Screening doors and windows reduced the indoor density of An. arabiensis by 48% (mean ratio of intervention to control=0.85/1.65; 0.52) (P=.001). Plasmodium falciparum CSP rate was 1.6% (3/190) in the intervention houses, while it was 2.7% (10/372) in the control houses. The protective efficacy of screening intervention from CSP positive An. arabiensis was 41% (mean ratio of intervention to control=1.6/2.7; 0.59), but was not statistically significant (P=.6).
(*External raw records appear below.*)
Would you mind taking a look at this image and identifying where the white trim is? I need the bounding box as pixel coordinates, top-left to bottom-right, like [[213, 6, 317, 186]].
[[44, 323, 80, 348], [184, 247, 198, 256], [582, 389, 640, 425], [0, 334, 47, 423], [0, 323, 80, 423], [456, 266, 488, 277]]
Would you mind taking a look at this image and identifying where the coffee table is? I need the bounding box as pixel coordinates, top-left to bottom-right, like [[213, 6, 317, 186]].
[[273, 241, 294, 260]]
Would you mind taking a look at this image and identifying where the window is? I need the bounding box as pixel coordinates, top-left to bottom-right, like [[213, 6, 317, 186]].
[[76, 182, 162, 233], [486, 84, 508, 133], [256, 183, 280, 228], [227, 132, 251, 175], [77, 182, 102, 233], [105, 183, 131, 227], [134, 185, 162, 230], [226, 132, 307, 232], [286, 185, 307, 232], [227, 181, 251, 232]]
The EIR of An. arabiensis was 1.91 in the intervention group, whereas it was 6.45 in the control group. 477 participants were followed for clinical malaria (50.1% from intervention and 49.9% from the control group). Of 49 RDT positive cases, 45 were confirmed to be positive with microscopy. 80% (n=36) cases were due to P. falciparum and the rest 20% (n=9) were due to P. vivax. The incidence of P. falciparum in the intervention group was lower (IRR: 0.39, 95% CI: 0.2–0.80; P=.01) than in the control group. Using incidence of P. falciparum infection, the protective efficacy of intervention was 61% (95% CI: 18–83; P=.007). 97.9% of screened windows and 63.8% of screened doors were intact after eleven months of installation. Malaria mosquito was resistance (mortality rate of 75%) to the insecticide used for bed nets treatment. Almost all participants of intervention arm were willing to continue using screened doors and windows.
Screening doors and windows reduced the indoor exposure to malaria vectors. The intervention is effective, durable and well-accepted. Hence, the existing interventions can be supplemented with house screening intervention for further reduction and ultimately elimination of malaria by reducing insecticide pressure on malaria vectors. However, further research could be considered in broad setting on different housing improvement and in the way how to scale-up for wider community.